US and Canadian courts

Meanwhile, the Gibson Dunn “rescue squad” filed “racketeering” charges in the U.S. against the Ecuadorean villagers and their lawyers, claiming they used “fraud” to gain victory in Ecuador, clearly a SLAPP lawsuit designed to obstruct the villagers from collecting payment in the U.S.

Chevron’s claim relied heavily on the testimony of a disgraced former Ecuadorean judge, Alberto Guerra, who admitted openly under oath in a subsequent case that he had accepted bribes as a judge before being removed from the bench. Chevron helped Guerra flee to the U.S. and has paid him roughly $2 million for his cooperation.

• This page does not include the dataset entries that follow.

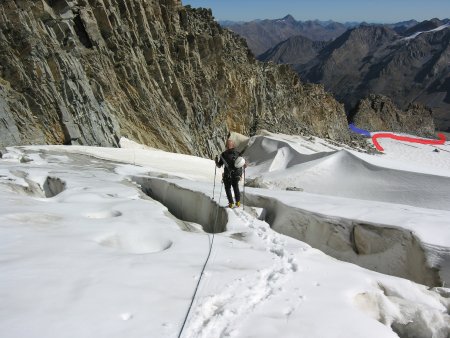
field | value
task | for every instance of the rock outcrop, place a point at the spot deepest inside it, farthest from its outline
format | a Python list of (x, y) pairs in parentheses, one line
[(379, 113), (375, 59), (91, 71)]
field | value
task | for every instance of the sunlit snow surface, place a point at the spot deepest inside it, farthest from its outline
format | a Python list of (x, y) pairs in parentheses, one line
[(85, 253)]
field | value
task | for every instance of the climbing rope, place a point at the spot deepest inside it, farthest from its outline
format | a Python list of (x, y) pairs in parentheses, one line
[(204, 265)]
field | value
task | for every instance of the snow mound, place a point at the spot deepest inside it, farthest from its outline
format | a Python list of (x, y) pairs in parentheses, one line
[(103, 214), (345, 175), (266, 154)]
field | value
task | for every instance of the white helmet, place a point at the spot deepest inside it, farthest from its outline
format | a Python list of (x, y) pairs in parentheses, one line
[(239, 163)]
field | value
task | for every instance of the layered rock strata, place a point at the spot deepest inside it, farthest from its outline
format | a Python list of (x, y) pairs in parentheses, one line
[(91, 71)]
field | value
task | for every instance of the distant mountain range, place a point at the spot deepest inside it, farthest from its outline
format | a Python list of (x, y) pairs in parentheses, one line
[(264, 34), (406, 61)]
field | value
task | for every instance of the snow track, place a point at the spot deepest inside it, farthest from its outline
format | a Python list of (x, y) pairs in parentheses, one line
[(219, 315)]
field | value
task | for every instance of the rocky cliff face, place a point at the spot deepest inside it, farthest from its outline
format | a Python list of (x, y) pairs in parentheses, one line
[(91, 71), (379, 113)]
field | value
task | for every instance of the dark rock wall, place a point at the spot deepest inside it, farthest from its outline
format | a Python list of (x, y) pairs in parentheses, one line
[(91, 71)]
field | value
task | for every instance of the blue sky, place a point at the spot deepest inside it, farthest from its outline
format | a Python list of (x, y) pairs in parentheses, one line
[(380, 11)]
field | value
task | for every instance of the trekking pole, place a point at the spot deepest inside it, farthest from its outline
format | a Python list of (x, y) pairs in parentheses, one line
[(215, 171), (243, 193)]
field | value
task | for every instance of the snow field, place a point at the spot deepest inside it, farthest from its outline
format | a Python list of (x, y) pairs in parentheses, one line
[(114, 273)]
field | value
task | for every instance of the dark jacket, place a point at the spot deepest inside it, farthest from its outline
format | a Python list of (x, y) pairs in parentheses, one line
[(227, 158)]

After extensively rehearsing his testimony with a Gibson Dunn legal team headed by lawyer Randy Mastro, Guerra claimed in U.S. federal court that lawyers for the plaintiffs wrote the Ecuador judgment and gave it to the trial judge on a flash drive. This ruse appeared similar to a 2015 case, in which the High Court of England sanctioned Gibson Dunn for fabricating evidence to frame the political opponent of a client, the President of Djibouti.

Randy Mastro at Gibson Dunn, 2016. Photo: Erika Barker/Wikimedia (CC BY-SA 4.0)

In the US, however, the Chevron scheme worked. U.S. District Judge Lewis A. Kaplan, a notorious pro-business judge, displayed relentless bias against the Ecuadorean victims and their lawyers, refused to sit a jury, insisted on ruling by himself, accepted the testimony of Guerra — even after his deceits had been exposed — and ruled in favor of Chevron’s claim.

Guerra later admitted under oath to repeatedly lying about having been offered a $300,000 bribe by the lawyers of the Ecuadorian victims. A forensic analysis by one of the world’s leading computer experts debunked Guerra’s story by showing that the Ecuador trial judge had written the judgement, without interference, on his office computer over several months.

Judge Kaplan’s decision almost certainly violated U.S. law and the international comity principle that courts of one country respect the judgments of foreign courts. An earlier attempt by Kaplan to block the Ecuador judgment was overturned for violating this principle. The U.S. appellate court that supervised Kaplan shockingly refused to review his acceptance of Guerra’s lies and the U.S. Supreme Court declined review.

Chevron, however, cannot use a U.S. court to block enforcement of a foreign judgment in Canada or in any other country. The victims’ lawyers are now moving the case to Canada for collection. Enforcing foreign judgments against those who refuse to pay is considered routine internationally, and Canada has domestic laws governing this practice. Canada’s Supreme Court – unlike the U.S. court – already has backed universal legal principles by unanimously rejecting another Chevron attempt to deny jurisdiction to the Ecuadorians. An Ontario trial court will soon commence a trial to enforce the judgment.

Chevron has already begun a campaign of intimidation against Canadian politicians and judges, mocking Canadian courts for accepting the case, and calling it a “crock” and a “waste of time and money.” Chevron claims the Ecuadorians cannot collect in Canada because its assets are held by a wholly-owned Chevron subsidiary – a subterfuge that, if accepted, would offer corporations impunity for environmental crimes the world over.

Chevron holds some $15 billion in Canadian assets and takes about $3 billion in annual profits from Canadian operations in the Beaufort Sea, Newfoundland, and the Alberta Tar Sands. The company, however, has started dumping Canadian assets. In April 2017, Chevron sold a refinery in British Columbia, and has sold 213 Canadian fuel stations. The plaintiffs may find it necessary to ask Canadian courts to freeze Chevron assets, before they dump them all to avoid payment, as they did in Ecuador.

The International Human Rights Program at the University of Toronto Faculty of Law has filed a “friend of the court” brief supporting the villagers’ rights to pursue Chevron’s assets in Canada. Lawyers for the indigenous and peasant villagers of Ecuador have not been intimidated by 24 years of attacks and dirty tricks by Chevron and its agents. They vow to endure until they collect compensation for the victims and the cost of restoring the Amazon rainforest.